Janine de Ruiter Senior Consultant Renewable Energy at Savills: “Whether the renewable energy sector will continue to grow or not, is not a question for us. The drive for this sector to strive is not only present in the market but also amongst government officials, furthermore the solar investment market is gaining maturity further increasing investors’ interest. However, the market will have to face certain challenges. For instance, timely investments will have to be made in large-scale energy transition developments, such as adding more capacity to the grid to facilitate the increase in alternative energy sources. Just as important is local authorities accelerating their policy development in order to process permit applications faster. To achieve this, a far-reaching focus is needed. This focus can only be achieved with a delta plan; a clear long-term policy and cooperation between all parties: farmers, national and regional authorities, network operators and investors. We also advocate for a Minister of Climate and Sustainability taking the lead in such a delta plan.”
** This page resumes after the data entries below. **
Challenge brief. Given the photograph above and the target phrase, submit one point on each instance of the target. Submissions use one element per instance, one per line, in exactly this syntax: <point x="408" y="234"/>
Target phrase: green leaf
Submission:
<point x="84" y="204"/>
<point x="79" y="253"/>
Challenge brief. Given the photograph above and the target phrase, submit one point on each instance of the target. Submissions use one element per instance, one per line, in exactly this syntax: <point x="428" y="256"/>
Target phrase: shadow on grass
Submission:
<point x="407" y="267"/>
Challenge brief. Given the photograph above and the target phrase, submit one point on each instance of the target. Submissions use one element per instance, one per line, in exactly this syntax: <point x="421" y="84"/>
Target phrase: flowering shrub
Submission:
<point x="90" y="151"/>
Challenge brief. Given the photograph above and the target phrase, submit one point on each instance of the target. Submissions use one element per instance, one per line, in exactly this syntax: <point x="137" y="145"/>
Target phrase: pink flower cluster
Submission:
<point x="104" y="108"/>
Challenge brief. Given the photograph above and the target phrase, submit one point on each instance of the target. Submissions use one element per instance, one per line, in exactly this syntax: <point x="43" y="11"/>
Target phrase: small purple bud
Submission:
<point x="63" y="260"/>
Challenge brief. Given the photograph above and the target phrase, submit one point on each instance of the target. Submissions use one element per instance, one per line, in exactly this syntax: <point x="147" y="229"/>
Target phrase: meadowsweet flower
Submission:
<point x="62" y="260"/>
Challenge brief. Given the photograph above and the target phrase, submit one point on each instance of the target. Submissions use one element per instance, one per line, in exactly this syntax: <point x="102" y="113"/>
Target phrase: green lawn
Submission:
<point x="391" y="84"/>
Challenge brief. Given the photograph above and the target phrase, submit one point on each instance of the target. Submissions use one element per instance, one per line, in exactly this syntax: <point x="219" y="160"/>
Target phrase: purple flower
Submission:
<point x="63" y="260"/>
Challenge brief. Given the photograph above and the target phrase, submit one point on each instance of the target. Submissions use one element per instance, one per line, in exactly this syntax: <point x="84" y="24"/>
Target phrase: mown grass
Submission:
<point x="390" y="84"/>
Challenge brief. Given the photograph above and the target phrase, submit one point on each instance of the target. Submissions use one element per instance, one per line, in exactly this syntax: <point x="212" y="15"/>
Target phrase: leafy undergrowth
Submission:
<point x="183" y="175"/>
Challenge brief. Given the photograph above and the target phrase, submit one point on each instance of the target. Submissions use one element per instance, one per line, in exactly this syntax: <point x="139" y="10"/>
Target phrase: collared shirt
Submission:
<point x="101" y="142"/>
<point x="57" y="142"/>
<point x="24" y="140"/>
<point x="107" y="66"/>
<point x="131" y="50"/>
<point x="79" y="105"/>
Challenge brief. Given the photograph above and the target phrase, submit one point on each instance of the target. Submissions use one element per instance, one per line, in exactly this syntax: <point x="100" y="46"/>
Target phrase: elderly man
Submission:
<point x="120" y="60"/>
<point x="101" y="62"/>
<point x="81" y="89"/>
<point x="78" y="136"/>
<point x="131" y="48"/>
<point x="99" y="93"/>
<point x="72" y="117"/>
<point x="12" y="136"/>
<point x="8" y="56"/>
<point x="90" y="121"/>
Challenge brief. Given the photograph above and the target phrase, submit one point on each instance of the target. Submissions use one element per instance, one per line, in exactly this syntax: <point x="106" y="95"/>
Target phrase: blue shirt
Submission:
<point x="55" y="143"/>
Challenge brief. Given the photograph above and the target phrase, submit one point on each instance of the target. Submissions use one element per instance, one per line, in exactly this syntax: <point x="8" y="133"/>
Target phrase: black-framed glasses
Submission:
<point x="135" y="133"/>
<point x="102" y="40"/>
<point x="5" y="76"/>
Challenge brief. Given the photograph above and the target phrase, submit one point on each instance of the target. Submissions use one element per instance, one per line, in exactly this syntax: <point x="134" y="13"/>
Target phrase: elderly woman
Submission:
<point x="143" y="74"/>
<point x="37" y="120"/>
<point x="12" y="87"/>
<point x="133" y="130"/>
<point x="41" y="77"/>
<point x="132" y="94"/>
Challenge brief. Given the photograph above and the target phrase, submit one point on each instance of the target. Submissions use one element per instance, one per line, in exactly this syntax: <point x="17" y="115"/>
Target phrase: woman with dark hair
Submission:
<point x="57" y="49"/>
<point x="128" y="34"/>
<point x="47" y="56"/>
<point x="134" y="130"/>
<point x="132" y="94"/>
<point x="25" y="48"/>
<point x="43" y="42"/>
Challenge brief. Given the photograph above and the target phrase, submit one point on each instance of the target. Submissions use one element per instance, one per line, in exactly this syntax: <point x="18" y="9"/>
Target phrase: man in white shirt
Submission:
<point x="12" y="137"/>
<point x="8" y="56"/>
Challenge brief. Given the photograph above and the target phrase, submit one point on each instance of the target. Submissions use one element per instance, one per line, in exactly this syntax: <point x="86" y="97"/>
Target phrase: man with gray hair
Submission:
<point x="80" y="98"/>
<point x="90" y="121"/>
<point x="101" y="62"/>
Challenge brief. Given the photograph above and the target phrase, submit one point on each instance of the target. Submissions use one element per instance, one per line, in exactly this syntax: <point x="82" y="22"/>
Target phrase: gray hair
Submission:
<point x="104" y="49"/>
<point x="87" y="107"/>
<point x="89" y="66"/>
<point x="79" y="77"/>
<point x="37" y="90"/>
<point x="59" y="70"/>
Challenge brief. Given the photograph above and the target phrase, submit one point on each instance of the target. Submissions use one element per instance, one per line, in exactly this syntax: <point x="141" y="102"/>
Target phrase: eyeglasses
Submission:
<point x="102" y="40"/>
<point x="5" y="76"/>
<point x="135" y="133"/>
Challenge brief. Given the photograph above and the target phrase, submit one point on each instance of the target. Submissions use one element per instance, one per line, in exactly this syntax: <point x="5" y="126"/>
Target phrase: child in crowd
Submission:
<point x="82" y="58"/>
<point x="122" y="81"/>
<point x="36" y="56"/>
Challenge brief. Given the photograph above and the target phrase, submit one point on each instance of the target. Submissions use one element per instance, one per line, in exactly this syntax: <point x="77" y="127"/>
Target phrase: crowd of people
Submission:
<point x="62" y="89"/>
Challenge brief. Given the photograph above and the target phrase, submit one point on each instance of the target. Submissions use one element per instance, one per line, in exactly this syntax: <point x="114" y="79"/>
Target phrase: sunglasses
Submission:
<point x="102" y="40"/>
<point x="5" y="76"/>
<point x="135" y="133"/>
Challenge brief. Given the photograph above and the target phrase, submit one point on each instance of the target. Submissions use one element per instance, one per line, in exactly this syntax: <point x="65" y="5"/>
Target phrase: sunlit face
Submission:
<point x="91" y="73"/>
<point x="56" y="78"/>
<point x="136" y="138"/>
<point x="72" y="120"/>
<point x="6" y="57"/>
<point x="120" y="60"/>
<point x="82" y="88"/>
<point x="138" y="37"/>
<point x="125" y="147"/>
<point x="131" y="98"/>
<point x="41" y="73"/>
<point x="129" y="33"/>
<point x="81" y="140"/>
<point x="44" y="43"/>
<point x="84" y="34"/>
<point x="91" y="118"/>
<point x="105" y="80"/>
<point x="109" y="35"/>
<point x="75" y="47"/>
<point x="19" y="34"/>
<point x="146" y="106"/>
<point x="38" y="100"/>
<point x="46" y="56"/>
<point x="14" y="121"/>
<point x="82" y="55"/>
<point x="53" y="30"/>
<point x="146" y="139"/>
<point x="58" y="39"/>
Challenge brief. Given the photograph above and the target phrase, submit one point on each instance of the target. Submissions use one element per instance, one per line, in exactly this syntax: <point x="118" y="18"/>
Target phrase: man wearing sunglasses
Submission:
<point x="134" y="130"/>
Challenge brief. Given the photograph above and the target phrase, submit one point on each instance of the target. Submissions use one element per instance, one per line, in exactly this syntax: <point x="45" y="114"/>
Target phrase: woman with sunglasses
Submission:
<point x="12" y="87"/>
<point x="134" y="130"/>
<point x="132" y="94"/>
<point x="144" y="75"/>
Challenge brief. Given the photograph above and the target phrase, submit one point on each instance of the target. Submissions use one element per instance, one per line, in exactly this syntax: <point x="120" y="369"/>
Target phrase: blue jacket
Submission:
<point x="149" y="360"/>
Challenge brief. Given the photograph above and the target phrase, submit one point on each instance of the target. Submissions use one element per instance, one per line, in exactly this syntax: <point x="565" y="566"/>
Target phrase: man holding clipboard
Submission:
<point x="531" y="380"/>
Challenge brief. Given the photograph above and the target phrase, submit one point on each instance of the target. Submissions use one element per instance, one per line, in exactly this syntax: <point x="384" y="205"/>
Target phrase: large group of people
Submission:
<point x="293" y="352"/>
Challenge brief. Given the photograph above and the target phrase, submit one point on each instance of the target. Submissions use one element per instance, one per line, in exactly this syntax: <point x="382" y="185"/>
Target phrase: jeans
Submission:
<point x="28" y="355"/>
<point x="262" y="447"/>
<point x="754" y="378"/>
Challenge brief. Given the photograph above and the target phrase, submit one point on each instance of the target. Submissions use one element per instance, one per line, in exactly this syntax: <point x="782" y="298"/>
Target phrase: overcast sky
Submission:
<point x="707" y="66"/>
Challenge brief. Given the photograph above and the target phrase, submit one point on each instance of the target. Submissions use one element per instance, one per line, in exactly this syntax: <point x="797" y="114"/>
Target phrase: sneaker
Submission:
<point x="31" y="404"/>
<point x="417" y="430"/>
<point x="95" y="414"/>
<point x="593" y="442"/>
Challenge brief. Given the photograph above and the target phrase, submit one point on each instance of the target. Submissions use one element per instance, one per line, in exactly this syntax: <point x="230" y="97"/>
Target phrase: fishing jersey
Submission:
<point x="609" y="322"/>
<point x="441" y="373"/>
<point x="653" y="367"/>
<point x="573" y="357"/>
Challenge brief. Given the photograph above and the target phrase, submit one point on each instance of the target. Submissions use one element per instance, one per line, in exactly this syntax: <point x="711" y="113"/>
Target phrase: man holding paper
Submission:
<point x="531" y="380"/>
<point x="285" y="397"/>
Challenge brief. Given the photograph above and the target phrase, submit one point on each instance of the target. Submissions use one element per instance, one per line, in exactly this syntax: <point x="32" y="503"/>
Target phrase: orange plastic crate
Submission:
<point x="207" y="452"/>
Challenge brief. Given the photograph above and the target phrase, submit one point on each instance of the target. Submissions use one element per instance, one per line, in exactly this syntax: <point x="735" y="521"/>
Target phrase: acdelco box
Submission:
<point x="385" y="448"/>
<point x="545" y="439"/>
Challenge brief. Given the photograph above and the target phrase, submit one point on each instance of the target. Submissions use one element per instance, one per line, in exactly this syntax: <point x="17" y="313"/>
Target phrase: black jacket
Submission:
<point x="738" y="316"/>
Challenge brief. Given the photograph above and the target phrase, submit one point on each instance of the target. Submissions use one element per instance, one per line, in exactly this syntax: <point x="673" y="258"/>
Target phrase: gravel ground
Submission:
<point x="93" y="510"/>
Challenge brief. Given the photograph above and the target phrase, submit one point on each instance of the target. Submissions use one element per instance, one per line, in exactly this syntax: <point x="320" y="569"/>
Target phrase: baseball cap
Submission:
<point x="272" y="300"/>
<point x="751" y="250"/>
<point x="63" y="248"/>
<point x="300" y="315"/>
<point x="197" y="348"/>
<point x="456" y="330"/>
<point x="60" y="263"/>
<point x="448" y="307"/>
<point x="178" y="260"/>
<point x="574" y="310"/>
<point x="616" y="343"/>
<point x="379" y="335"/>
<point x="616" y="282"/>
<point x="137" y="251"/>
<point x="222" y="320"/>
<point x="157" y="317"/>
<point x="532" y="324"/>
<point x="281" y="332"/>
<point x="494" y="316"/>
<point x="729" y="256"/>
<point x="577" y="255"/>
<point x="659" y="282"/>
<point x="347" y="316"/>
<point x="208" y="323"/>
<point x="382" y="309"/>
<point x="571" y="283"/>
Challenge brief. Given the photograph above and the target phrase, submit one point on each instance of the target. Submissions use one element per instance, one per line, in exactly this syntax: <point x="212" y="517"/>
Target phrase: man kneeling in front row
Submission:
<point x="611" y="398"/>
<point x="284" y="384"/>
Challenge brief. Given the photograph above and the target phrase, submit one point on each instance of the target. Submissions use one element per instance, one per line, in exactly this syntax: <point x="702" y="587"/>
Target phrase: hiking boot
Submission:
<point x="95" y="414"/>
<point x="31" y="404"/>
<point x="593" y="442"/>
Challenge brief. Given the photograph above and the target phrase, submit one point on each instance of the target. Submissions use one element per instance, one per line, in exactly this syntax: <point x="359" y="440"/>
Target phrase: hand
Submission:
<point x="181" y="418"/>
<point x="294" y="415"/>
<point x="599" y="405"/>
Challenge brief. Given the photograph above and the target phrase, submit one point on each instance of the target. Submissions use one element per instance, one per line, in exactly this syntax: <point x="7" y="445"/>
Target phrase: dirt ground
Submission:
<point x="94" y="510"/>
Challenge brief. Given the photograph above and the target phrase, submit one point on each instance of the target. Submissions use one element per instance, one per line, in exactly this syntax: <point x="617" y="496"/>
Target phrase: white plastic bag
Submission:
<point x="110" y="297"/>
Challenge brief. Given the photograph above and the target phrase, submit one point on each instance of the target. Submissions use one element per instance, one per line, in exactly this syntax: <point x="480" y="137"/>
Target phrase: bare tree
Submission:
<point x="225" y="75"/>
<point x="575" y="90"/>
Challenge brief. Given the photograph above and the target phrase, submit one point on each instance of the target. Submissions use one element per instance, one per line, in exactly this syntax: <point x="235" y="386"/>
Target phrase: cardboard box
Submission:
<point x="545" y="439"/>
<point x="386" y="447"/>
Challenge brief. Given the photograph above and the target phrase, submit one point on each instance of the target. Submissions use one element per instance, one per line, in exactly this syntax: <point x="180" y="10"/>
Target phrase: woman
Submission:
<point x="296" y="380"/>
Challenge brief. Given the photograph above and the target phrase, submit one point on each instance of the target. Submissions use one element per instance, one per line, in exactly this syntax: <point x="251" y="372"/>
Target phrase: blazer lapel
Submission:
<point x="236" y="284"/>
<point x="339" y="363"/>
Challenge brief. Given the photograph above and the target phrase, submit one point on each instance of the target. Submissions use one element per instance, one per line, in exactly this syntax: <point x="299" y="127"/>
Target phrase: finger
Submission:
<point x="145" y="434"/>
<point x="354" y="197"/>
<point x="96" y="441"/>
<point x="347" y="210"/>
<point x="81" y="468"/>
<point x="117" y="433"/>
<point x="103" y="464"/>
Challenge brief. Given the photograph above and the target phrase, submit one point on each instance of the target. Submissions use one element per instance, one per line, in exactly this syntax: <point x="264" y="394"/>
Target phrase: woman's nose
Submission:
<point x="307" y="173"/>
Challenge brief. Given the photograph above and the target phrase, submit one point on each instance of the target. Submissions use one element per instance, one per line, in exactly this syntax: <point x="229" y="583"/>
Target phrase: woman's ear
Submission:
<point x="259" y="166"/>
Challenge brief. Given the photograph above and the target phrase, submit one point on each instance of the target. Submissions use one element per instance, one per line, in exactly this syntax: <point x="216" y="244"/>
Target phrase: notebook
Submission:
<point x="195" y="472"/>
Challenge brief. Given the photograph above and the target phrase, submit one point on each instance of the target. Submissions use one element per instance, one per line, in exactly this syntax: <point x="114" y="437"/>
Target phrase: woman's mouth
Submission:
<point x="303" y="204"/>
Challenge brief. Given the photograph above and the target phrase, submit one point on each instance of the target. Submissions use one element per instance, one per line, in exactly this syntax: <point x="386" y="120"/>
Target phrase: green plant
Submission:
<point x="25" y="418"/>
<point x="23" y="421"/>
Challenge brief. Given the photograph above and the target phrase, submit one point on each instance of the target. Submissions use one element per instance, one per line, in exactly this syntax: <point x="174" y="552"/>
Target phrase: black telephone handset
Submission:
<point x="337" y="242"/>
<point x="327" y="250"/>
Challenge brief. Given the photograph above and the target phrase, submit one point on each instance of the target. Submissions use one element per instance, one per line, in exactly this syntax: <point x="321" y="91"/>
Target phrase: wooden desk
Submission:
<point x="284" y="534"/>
Solar market far from saturated
Savills’ research report also illustrated that the Dutch investment market for solar parks is clearly showing signs of maturity. Worldwide, the solar investment market has experienced explosive growth: an impressive increase of 18% in 2017 compared to the previous year. This market maturation is also reflected in the scale of the expansion of solar park developments. As a result, the first developments are already being sold to investors in the Dutch market. Initially, investments went into the development of solar parks, which were then held in their own portfolio. This growth has continued in 2018 and is predicted to continue in the coming years, due to decreasing risks. For one thing, investors can rely on the SDE+ subsidies, which will remain available at least until 2025. In addition, the Dutch government has committed itself to energy-neutrality by 2050 with the Climate Act. Finally, investors can count on the ever growing and higher returns per square metre of solar panels due to continuous technological improvements within the sector.
Increase in scale
The record for the largest solar park, both in terms of capacity and number of solar panels, has been successively broken almost every year. A great example of the increase in scale the sector is experiencing, is the construction of the soon-to-be largest Dutch solar park in Vlagtwedde. This development is the result of a collaboration between the UK’s British Solarcentury and the Dutch Powerfield. The viability of solar parks as investments has also not gone unnoticed amongst other investors. The Danish renewable energy investor Obton, for example, has indicated that it will invest €100 million per annum in Dutch solar power projects over the next few years.
In view of current pipeline projects, there is no doubt that the sector of large-scale solar power projects will continue to grow over the next few years. As a result of combining consistent policies with the interest in solar investments, a win-win situation may arise. Goals will be achieved faster due to the increased available capital. Simultaneously, more powerful policies increases investor interest even further”, according to the Ruiter.